I believe that it is a very real possiblity that until we pass the level of understanding necessary to make an AGI safe, any AGI we build will just retreat into itself or self-immolate.


P.S. Heard in the Lex Fridman's podcast that Eliezer hopes that he is wrong about his apocalyptic prognosis, so decided to write on a point that I don't hear often enough. Hope it provides some succor to someone understandably terrified of AGI.

New Comment
4 comments, sorted by Click to highlight new comments since:

I think the idea has some merit, and I wouldn't be surprised if this outcome would be frequent. Should be relatively easy to test. Just give a simple model some (limited, in-simulation) access to its reward mechanism.

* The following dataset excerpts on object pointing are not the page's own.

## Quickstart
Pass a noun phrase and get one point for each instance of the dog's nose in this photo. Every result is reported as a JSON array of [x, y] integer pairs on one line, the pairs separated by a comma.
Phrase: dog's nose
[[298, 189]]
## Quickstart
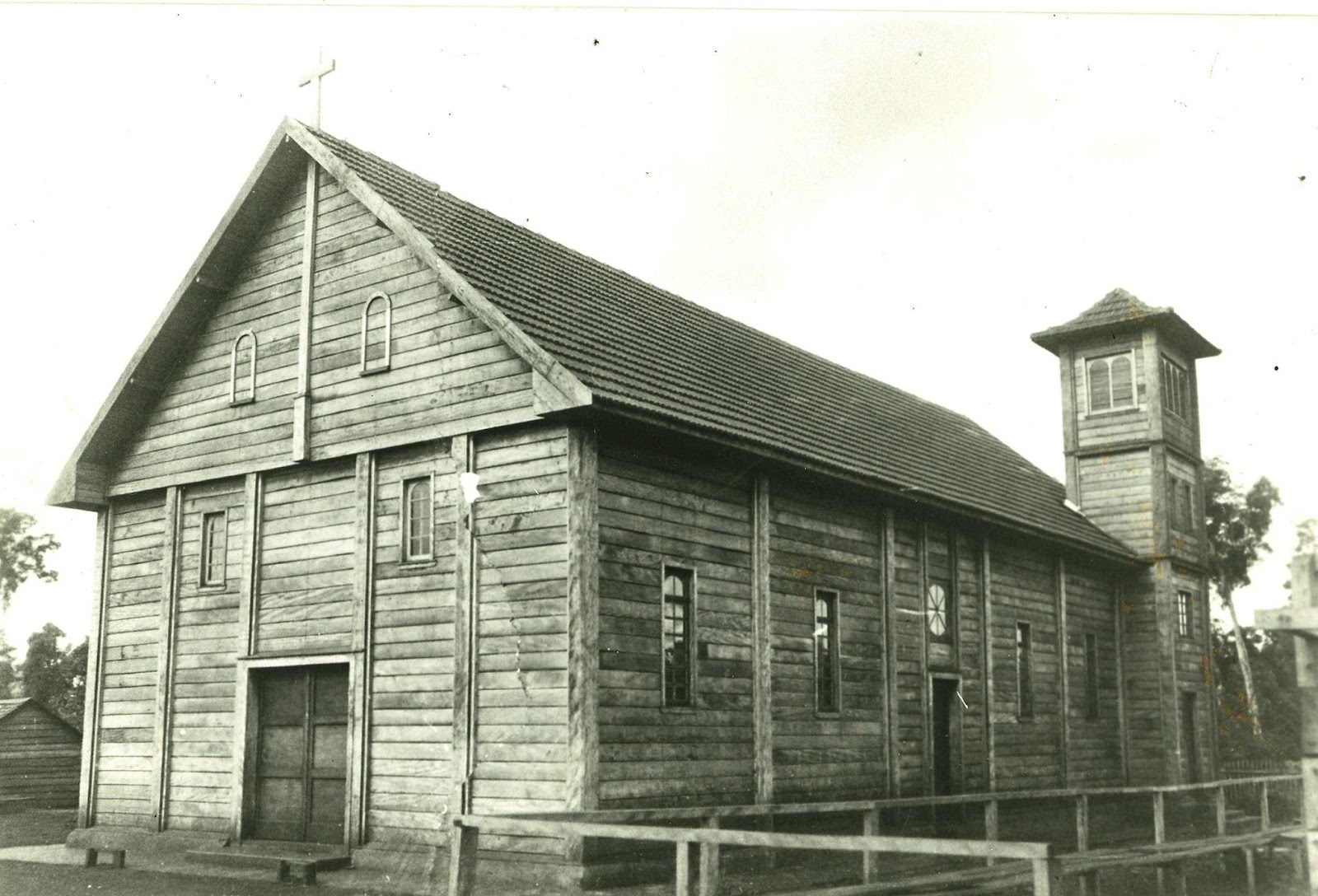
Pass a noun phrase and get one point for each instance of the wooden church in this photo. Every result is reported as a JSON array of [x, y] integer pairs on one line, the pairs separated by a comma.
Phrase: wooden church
[[405, 511]]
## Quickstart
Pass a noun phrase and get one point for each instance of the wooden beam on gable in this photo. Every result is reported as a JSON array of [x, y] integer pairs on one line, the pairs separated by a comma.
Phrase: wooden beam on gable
[[573, 392]]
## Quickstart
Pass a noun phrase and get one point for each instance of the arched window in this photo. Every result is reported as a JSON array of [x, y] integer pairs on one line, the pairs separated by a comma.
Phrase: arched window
[[243, 369], [377, 322]]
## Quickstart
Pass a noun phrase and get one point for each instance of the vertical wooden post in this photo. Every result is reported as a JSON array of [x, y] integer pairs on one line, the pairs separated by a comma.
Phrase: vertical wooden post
[[1064, 672], [986, 588], [992, 824], [762, 649], [248, 604], [463, 847], [682, 876], [870, 861], [165, 656], [96, 670], [465, 623], [583, 784], [1047, 876], [709, 863], [890, 649], [302, 401], [362, 636]]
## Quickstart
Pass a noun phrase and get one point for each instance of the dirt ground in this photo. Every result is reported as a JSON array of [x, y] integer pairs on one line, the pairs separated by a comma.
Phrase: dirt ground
[[50, 827]]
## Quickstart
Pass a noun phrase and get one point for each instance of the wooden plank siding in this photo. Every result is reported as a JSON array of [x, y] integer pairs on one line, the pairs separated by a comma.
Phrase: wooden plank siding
[[193, 432], [412, 688], [521, 626], [39, 758], [1096, 744], [694, 513], [124, 751], [819, 539], [1027, 750], [201, 755], [306, 560], [1114, 491]]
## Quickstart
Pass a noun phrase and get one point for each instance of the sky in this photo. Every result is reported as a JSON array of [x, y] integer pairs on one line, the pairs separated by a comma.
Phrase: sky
[[907, 194]]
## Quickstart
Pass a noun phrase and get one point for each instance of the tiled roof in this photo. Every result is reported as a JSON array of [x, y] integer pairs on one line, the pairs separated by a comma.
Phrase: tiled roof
[[649, 351]]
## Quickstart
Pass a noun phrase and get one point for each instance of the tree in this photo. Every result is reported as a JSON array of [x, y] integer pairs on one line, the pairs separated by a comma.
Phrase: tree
[[21, 553], [57, 678], [1238, 524]]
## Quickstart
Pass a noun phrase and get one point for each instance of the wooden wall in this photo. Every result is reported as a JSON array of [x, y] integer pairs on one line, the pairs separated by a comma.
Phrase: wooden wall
[[412, 685], [820, 540], [39, 758], [206, 641], [657, 509], [124, 749]]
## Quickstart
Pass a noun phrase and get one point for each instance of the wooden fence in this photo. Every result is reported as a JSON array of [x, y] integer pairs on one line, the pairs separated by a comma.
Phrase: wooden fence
[[1255, 794]]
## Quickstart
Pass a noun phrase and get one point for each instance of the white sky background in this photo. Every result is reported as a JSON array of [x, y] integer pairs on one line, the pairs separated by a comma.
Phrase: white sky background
[[909, 195]]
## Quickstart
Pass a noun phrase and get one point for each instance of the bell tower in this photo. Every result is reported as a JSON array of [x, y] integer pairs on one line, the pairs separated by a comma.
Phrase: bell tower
[[1133, 467]]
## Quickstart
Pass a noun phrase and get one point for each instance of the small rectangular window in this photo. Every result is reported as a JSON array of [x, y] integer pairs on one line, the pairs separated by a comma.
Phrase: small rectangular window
[[1091, 676], [1176, 389], [1025, 672], [418, 520], [1183, 506], [678, 637], [1185, 614], [827, 671], [213, 548]]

Mod note, in the spirit of our experiment in more involved moderation.

My guess is this post doesn't meet our quality bar. In this case I think the post has an interesting-if-true statement but probably not true and doesn't make much of a case for it.

I wouldn't object to the post if it were a shortform.

I think I'd object to it as shortform too, though depends on some mod decisions. 

This seems fine if we're allowing for very 101 discussion which doesn't presume any technical knowledge. If we're instead aiming to be the discussion place for researchers all of whom who understand enough about how models get trained, then if you have that knowledge the answer to these questions are obvious and not worth posing.

Also in terms of evaluation, I also dock this post some points for the ~clickbait title.